Créée par les lois de 2013 relative à la transparence de la vie publique, cette autorité indépendante est chargée de trois missions : contrôler le patrimoine des responsables publics, éviter les situations de conflits d’intérêts et surveiller les reconversions entre les secteurs privé et public.

Son président, Didier Migaud depuis début 2020, est nommé par décret du président de la République pour un mandat de six ans. Ses douze autres membres, réunis au sein d’un collège, sont nommés par paires par le Conseil d’Etat, la Cour de cassation, la Cour des comptes, le gouvernement, ainsi que les présidents de l’Assemblée nationale et du Sénat.

Des déclarations de patrimoine lors de l’entrée en fonction

C’est dans le sillage de l’affaire Cahuzac, ancien ministre du Budget condamné pour fraude fiscale et blanchiment d’argent, que le président François Hollande a mis en place la HATVP. Dès septembre 2014, cette nouvelle autorité prouve son utilité en entraînant la démission de Thomas Thévenoud, quelques jours après sa nomination comme secrétaire d’Etat chargé du commerce extérieur, alors qu’un contrôle révèle des retards systématiques dans ses déclarations de revenus et paiement d’impôts.

Depuis l’entrée en vigueur des lois de 2013, 16 000 responsables publics (ministres, parlementaires, conseillers régionaux, départementaux et municipaux…) doivent ainsi déclarer leur patrimoine à l’autorité indépendante, lorsqu’ils prennent leurs fonctions et lorsque leur mandat se termine.

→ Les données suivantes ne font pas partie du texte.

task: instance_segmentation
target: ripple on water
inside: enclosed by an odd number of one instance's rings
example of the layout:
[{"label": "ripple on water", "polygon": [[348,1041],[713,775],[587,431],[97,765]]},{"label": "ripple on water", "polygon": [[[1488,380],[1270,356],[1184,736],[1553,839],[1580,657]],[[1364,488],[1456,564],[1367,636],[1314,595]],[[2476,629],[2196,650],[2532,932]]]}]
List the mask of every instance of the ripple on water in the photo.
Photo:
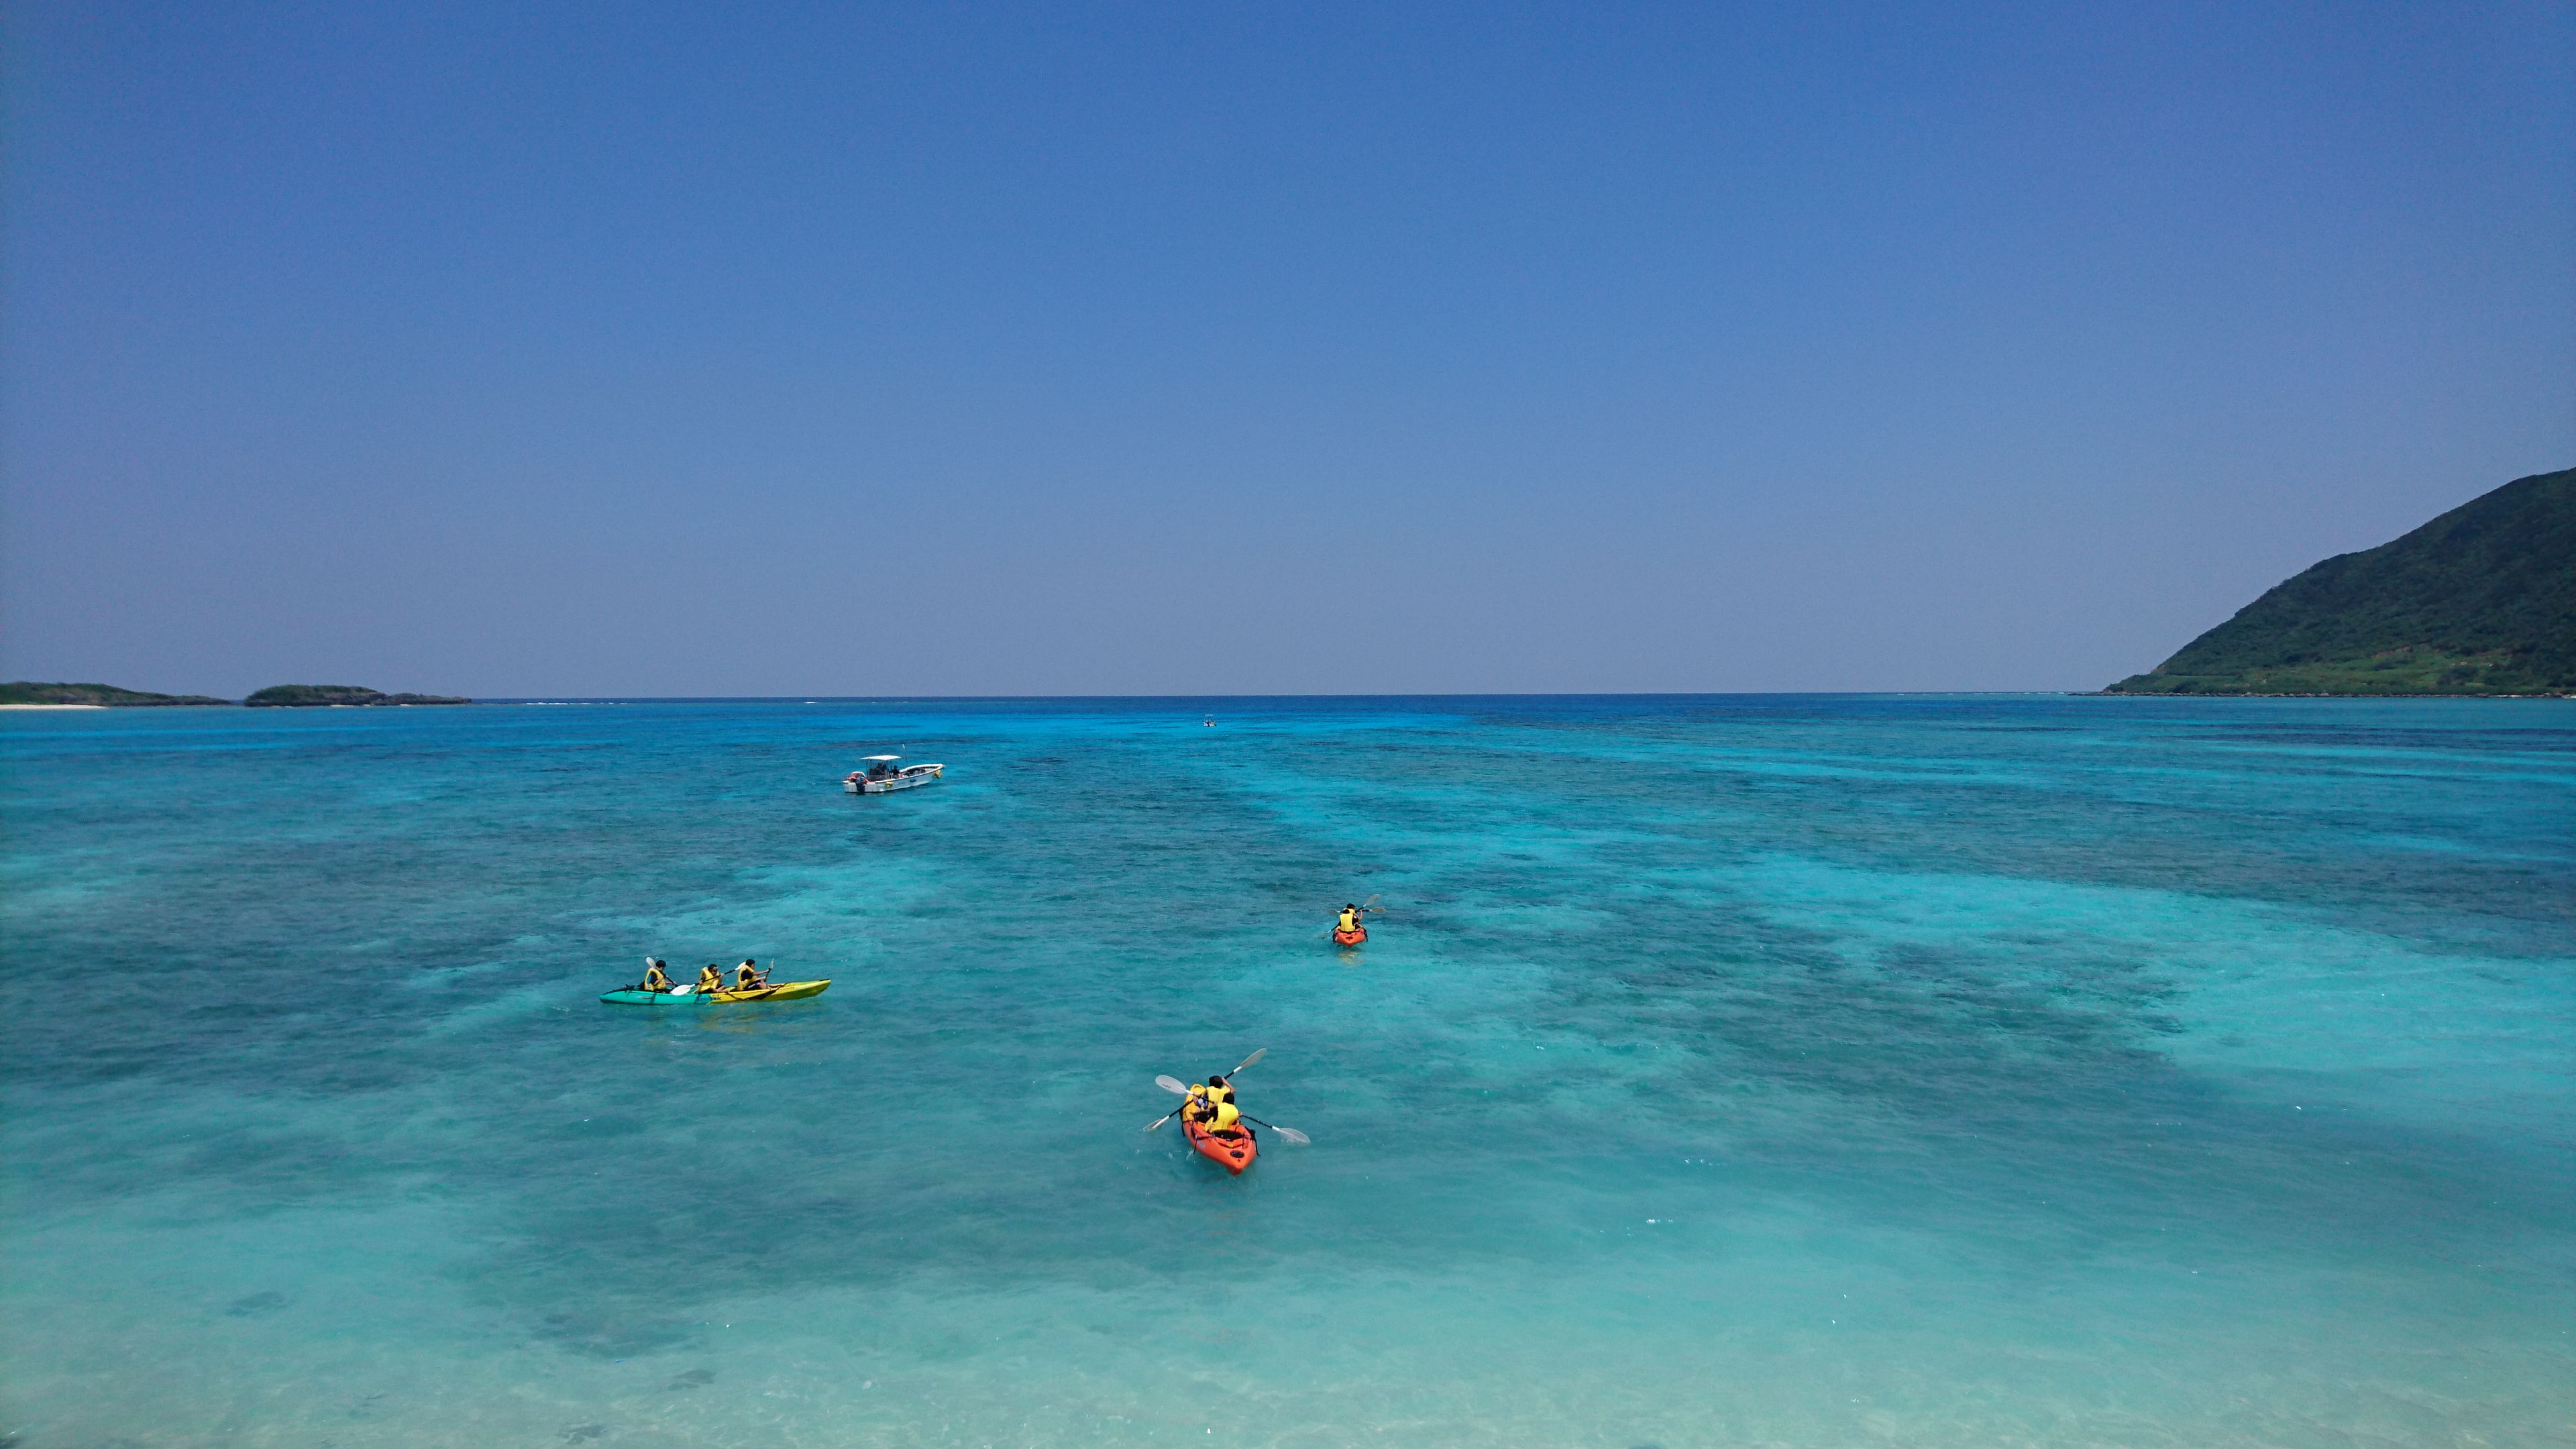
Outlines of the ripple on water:
[{"label": "ripple on water", "polygon": [[[2576,710],[1208,709],[0,719],[0,949],[127,983],[0,1018],[0,1428],[2576,1415]],[[951,778],[842,794],[888,739]],[[647,952],[834,985],[599,1005]],[[1314,1146],[1141,1130],[1255,1046]]]}]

Biens immobiliers, actions dans des sociétés, comptes bancaires, dettes… Charge ensuite à la HATVP de « s’assurer de la cohérence des éléments déclarés, rechercher des omissions importantes ou variations inexpliquées du patrimoine, prévenir tout enrichissement obtenu de manière illicite », comme elle l’explique sur son site internet.

Mieux prévenir les conflits d’intérêt

En plus de cette déclaration de situation patrimoniale, les personnalités soumises au contrôle de la HATVP doivent également remplir une déclaration d’intérêts. Ils y renseignent leurs activités professionnelles passées et présentes, leurs activités bénévoles ou encore la profession de leur conjoint, pour éviter des situations de conflit d’intérêt. Les informations concernant le patrimoine et les intérêts des ministres, des députés et des sénateurs sont rendues publiques sur le site de la HATVP, la publication reste facultative pour les autres.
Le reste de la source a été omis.